Die Wahrheit besteht
keinesfalls nur aus materiellem Beobachten und intellektuellem Denken, denn
beides vollzieht sich in der Trennung von Subjekt und Objekt und ermöglicht
keinen direkten, umfassenden Zugang zur Wirklichkeit.

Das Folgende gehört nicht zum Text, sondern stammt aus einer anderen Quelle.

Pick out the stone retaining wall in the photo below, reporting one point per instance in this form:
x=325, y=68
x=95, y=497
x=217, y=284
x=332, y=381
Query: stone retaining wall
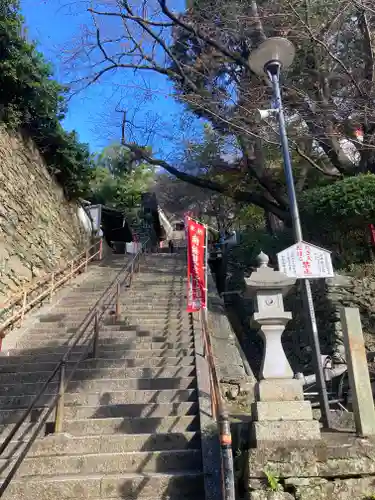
x=39, y=229
x=341, y=467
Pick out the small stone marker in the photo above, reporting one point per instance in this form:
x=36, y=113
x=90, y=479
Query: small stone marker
x=359, y=379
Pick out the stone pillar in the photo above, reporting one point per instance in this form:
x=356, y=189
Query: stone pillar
x=280, y=413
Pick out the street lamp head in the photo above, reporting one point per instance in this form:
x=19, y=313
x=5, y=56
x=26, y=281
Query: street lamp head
x=272, y=55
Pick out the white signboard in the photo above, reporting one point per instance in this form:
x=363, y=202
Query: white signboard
x=96, y=215
x=304, y=260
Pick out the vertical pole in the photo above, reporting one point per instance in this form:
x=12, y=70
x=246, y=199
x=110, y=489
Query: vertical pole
x=117, y=311
x=297, y=230
x=23, y=305
x=359, y=379
x=52, y=286
x=96, y=336
x=59, y=416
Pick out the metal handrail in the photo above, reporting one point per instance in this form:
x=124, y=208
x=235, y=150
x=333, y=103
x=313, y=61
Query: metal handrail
x=113, y=291
x=53, y=286
x=220, y=414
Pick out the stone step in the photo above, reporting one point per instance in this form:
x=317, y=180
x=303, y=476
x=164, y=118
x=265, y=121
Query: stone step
x=143, y=411
x=100, y=385
x=9, y=404
x=66, y=444
x=119, y=336
x=98, y=364
x=111, y=351
x=107, y=343
x=103, y=373
x=174, y=486
x=150, y=425
x=108, y=463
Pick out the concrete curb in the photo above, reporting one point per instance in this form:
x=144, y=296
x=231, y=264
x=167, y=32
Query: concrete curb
x=231, y=363
x=208, y=427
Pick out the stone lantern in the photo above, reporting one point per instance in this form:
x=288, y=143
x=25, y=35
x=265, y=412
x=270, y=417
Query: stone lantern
x=280, y=412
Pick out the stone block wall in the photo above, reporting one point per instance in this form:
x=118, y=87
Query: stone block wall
x=341, y=467
x=39, y=228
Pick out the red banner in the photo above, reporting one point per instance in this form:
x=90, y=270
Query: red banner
x=196, y=241
x=372, y=234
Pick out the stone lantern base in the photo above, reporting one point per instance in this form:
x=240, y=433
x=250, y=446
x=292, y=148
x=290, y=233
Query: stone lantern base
x=281, y=414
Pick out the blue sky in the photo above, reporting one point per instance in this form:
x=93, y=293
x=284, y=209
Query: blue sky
x=54, y=26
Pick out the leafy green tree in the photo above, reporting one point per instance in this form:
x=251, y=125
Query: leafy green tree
x=205, y=51
x=118, y=180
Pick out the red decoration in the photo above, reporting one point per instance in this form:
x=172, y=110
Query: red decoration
x=196, y=240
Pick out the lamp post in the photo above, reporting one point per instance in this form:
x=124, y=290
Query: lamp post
x=268, y=60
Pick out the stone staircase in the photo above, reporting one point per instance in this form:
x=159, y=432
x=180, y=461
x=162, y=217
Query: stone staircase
x=131, y=425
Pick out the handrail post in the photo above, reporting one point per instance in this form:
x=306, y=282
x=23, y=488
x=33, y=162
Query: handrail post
x=59, y=415
x=117, y=310
x=95, y=344
x=52, y=286
x=23, y=306
x=227, y=458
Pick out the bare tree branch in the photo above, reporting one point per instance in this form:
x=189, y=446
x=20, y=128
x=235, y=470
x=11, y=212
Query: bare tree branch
x=237, y=195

„Indem wir einen (geistigen) Salto machen,
lernen wir die Wahrheit.“
Jeder besitzt laut Dōgen den
natürlichen Zustand, den Umständen und Gesetzen der Welt und des Lebens zu
folgen, also in Harmonie und Kreativität mit ihnen zu handeln. Dadurch fallen je im Augenblick die einengenden Mauern
zusammen, und wir lernen, offen in den zehn Himmelsrichtungen zu leben.
Den Wahrheits- oder
Bodhi-Geist beschreibt Dōgen in mehreren Kapiteln. Es sei von zentraler
Bedeutung, dass wir genau diesen Geist
erwecken, denn damit erlangen die Lebensbereiche von Leben-und-Tod und von Nirvāna
sowie alle anderen Lebensumstände eine neue Bedeutung; sie überschreiten das
herkömmliche Verständnis.
Der geografische Ort für den
Aufenthalt des Menschen ist unwesentlich, wenn wir den Wahrheitsgeist erwecken
und entwickeln. Dieser ist frei von Vorurteilen, psychischen Blockaden, Ängsten
und gierigem Willen. Philosophische Begriffe und Bedeutungen wie Existenz oder
Nicht-Existenz sind ebenfalls weitgehend bedeutungslos und werden einfach
beiseite gelassen. Auch die üblichen Bewertungen wie gut oder schlecht,
moralisch vorbildlich oder falsch sowie Begriffe wie Sünder, Zöllner und
Gescheiterte verlieren ihre Bedeutung – und zwar für uns selbst und -nicht
zuletzt- im Zusammenleben und Handeln mit anderen Menschen.
Dōgen betont, dass die
Bodhi-Wahrheit weder eine Belohnung für früheres gutes karmisches Handeln ist,
noch eine Folge davon, sondern es komme genau auf den jetzigen Augenblick und
auf die Befreiung von karmischen
Bindungen an.
Ein Mensch der
Bodhi-Wahrheit mag sich so fühlen, als ob er „unter Fremden weilt“, deren Sprache er nicht mehr versteht, denn er
hat die gewöhnlichen Lebensphilosophien verlassen. Der Wahrheitsgeist verlässt
ihn allerdings nicht, gerade wenn er in schwierige Situationen kommt und mit
Menschen Umgang hat, die gierig wie Tiere ihren Vorteil verfolgen oder mit
verblendetem Geist verhärteten Ideologien nachjagen.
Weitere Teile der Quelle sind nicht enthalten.